Мальчишки сновали, и трамваи ползли переполненные. По Тверскому гологрудые матросы, сытые и бритые, гуляли с девушками, и непрерывно шли с котомками солдаты — все к вокзалам, все домой, все «в отпуска».
Дома Маркел умылся, снял военщину и надел штатское.
— А все же… не по мне вся кутерьма такая… эх скорее бы война кончилась… можно-б заниматься… я три месяца книги в руках не держал.
Вздохнув, взял с полки шахматы, разложил, и погрузился в созерцание фигур и положений. Опять я улыбнулась. Где тут революции, ему бы в кабинете сидеть, над разложениями атомов, или читать Апокалипсис, а тут «мир без аннексий и контрибуций».
Положим, юнкером ему недолго оставалось уж пробыть. На Пасхе же, на отпуск двухнедельный, собрались мы в деревню.
Дни марта проходили быстро. Юнкеров водили на Воздвиженку заказывать обмундировку, и последнюю неделю ничего они не делали — Маркел валялся у себя на койке и читал, из магазина приносили новые фуражки, шашки, френчи, галифэ, а на дворе весна трепала мокрым ветром оголенные деревья, солнце перламутрово ласкало.
Настал, Наконец, вечер, когда к дому нашему подкатил довольно элегантный, бородатый офицер в новенькой фуражке и шинели, с шашкою, его стеснявшей, с серым сундучком походным.
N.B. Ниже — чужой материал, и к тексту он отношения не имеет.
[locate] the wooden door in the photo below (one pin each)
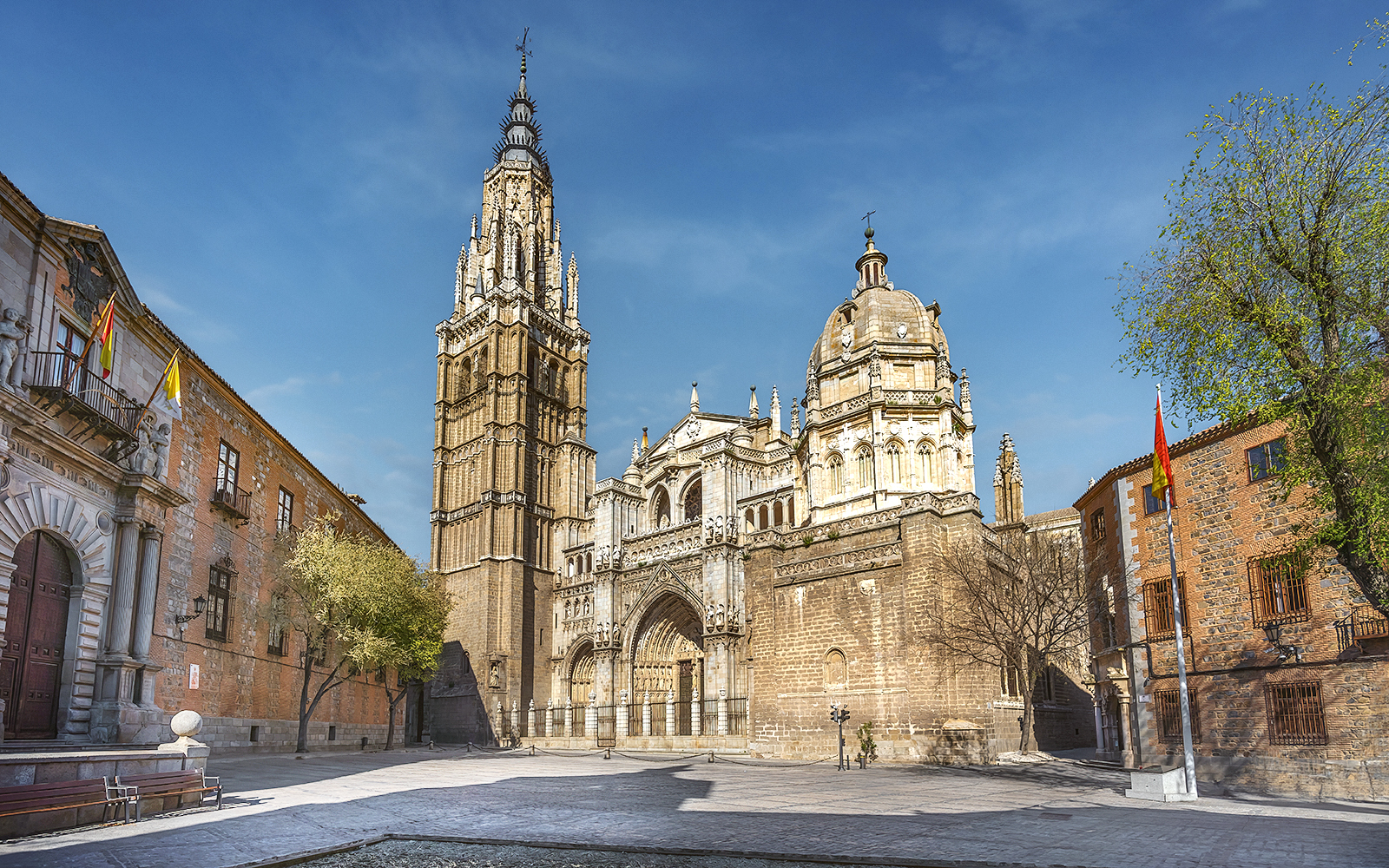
(31, 664)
В общем был похож слегка на околодочного. Мы с Андрюшей встретили его с цветами. И Марфуша кинулась восторженно, снимать шинель.
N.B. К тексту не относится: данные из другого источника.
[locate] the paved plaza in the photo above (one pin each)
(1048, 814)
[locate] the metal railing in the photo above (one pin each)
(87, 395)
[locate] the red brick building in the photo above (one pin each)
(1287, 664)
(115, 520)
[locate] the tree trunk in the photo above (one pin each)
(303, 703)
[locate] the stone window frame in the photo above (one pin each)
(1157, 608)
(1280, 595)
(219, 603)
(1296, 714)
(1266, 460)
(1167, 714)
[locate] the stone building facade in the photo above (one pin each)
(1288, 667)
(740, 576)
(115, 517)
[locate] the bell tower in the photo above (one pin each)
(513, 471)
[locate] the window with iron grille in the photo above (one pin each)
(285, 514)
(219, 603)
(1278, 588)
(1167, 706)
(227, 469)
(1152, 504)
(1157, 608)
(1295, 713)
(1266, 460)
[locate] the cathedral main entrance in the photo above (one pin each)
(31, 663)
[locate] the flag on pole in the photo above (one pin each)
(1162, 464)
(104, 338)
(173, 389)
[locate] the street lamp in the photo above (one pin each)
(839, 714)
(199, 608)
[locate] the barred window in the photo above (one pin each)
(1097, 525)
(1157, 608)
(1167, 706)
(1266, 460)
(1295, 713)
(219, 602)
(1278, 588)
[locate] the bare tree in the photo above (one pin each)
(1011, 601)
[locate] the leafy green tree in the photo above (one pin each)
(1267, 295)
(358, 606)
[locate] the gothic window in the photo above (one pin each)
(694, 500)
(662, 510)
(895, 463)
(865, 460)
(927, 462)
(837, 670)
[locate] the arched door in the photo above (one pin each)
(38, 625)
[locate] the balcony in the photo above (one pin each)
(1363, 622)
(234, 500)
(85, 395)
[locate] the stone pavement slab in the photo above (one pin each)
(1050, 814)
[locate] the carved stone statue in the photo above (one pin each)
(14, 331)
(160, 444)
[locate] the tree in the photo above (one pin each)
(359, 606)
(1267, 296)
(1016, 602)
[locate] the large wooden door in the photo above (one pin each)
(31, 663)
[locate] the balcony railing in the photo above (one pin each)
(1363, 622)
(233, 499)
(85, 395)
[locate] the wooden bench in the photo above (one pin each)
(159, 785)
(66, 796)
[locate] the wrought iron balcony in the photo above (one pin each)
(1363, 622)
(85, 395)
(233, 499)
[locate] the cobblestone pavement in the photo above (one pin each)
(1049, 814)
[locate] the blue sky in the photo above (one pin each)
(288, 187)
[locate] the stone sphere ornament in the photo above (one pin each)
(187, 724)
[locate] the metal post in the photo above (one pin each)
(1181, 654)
— Уж барин наш, уж барин… — бормотала потом в кухне. — Пря-ямо!...
Вероятно, этим выражала меру восхищения перед великолепием Маркела. А Маркел, если и великолепным не был, все же вид имел как будто вымытый и принаряженный, и когда я ходила с ним по магазинам, закупать икры и табаку в Галкино, то терерь пред ним стайками взлетали юнкера, отдавали честь, из-за которой было столько споров. А солдаты сторонились, многие привычно козыряли, но иные чувствовали себя уж прочно, висли на трамваях и лущили семечки по бульварам, набивались кучами в кинематографы. Видно было — начинается их царство.
Мы особенно почувствовали это на вокзале — сплошь запруженном шинелями. Ехали, всетаки, во втором классе, и сидели. Но в вагоне только речь о том и шла, кто из помещиков уехал, у кого землю отняли, а кого просто выгнали.
Помещицей я не была, к земле я равнодушна, но отец… уж стар, и за него мне непокойно.
Потянулись милые поля, стада, свежие березняки, речки разливные, бледная шерстка зеленей, небо весеннее, с повисшим снопом света над шершавой деревушкой — и захотелось просто воздуха, подснежников, дроздов, мглы, нежности апреля.